Dancing requires manipulation of your feet, legs, hips, shoulders, arms, hands, and head. Sometimes your belly and butt as well.
Just having a sense of rhythm isn't good enough. You can bob along to a rhythm with 100% accuracy, and not be "dancing." You need to know how to move your body in a way that is rhythmically accurate and pleasing to the eye, coordinating different body parts in alternating, but synchronized patterns. It's a totally different skill set. Musicians,for example, are often very reluctant dancers.
But sense of rhythm and good hearing is required to both singing and dancing. So there is a common skill. Singing requires manipulation of your body (diaphragm) and so does dancing, so your muscle coordination must be good, again common skill. And it just happens that there is not a single famous singer that behaves on scene like a typical non-dancer you can observe in a club.
So obviously there is some correlation between singing and dancing. It might not be very strong but it's obviously there and categorically saying that there is no such correlation what-so-ever is really strange.

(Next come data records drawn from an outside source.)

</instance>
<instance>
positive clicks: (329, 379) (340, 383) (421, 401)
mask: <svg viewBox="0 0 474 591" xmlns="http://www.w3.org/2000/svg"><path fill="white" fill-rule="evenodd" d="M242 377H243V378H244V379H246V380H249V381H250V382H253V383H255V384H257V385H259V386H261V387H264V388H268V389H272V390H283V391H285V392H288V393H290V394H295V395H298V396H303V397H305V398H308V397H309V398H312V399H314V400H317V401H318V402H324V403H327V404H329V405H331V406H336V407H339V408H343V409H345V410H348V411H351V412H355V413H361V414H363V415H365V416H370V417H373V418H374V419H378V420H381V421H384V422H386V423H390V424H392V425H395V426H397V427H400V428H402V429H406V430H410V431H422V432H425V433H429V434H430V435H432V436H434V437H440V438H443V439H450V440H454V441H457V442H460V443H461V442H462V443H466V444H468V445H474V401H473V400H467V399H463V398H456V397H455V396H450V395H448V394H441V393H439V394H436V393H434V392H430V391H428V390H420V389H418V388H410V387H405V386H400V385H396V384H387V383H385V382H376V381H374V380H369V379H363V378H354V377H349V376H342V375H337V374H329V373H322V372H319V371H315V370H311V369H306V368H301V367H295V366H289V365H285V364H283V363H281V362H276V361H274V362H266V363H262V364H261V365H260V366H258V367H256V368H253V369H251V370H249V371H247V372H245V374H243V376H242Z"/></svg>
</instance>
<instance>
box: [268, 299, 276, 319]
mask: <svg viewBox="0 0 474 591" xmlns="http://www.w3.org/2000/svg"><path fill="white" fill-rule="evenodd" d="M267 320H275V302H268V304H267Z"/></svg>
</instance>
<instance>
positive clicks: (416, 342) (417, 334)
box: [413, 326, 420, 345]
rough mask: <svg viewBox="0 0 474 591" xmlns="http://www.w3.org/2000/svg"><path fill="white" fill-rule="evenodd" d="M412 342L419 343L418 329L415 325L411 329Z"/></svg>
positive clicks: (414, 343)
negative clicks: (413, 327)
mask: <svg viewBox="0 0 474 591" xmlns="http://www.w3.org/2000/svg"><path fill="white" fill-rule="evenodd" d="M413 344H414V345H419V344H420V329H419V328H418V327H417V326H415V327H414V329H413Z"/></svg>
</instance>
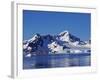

There are a lot of famous singers that don't dance on stage. Neil Young, Kurt Cobain, Geddy Lee, Bob Dylan. Having a sense of rhythm and a good ear just aren't enough to make you a good dancer.
Your examples of singers that don't dance on the stage don't prove that they can't, but just that they don't want to.
I was asking about someone who is a well known singer but actually tries to dance but really can't and it shows.
And again, we are talking about correlation, and not exact match of skills. So it wouldn't mean that a great singer is automatically a _great_ dancer, too. Just that if someone is really good at singing he is likely to be pretty good at dancing but not necessarily exactly as good. Maybe that's part I didn't articulate clearly earlier.
And you were with them when they casually danced in clubs and you saw they actually can't dance? Or you are around that that kind of musicians that actually never ever dance for fun at their leisure?
Went to many music festivals, clubs, dances with them. They couldn't dance. They weren't incapable of learning how to dance. They just weren't automatically good at dancing because they were good at playing music.
I think a significant factor is tech skews young. Once your gem turns black, it's time for carousel. (Amusingly, if you understand that reference, you're probably already older than many tech companies are comfortable with).
Many parts of computer science are literally nothing but pure wrangling of thought with logic. Fighting bias systematically is a major part of the trade.
Computer Science is the worst named discipline. Many times when reading code it's like a window into someone else's mind, or a direct window into your own confused mess of a mind from the past.
Problem is, it's really really complicated, and no matter how good you get, or how much practice you put in, it still feels like we humans are trying to fly by flapping our arms.
I only recently started working with SWE type folk in the last few years and while they are, on average, the smartest people I have ever met, they’re also some of the least well-rounded and most siloed minds I’ve ever encountered.
If you kicked a heroin habit, good for you! Societally we still can’t use “suck it up you pansies” as a drug rehab strategy just on your say-so.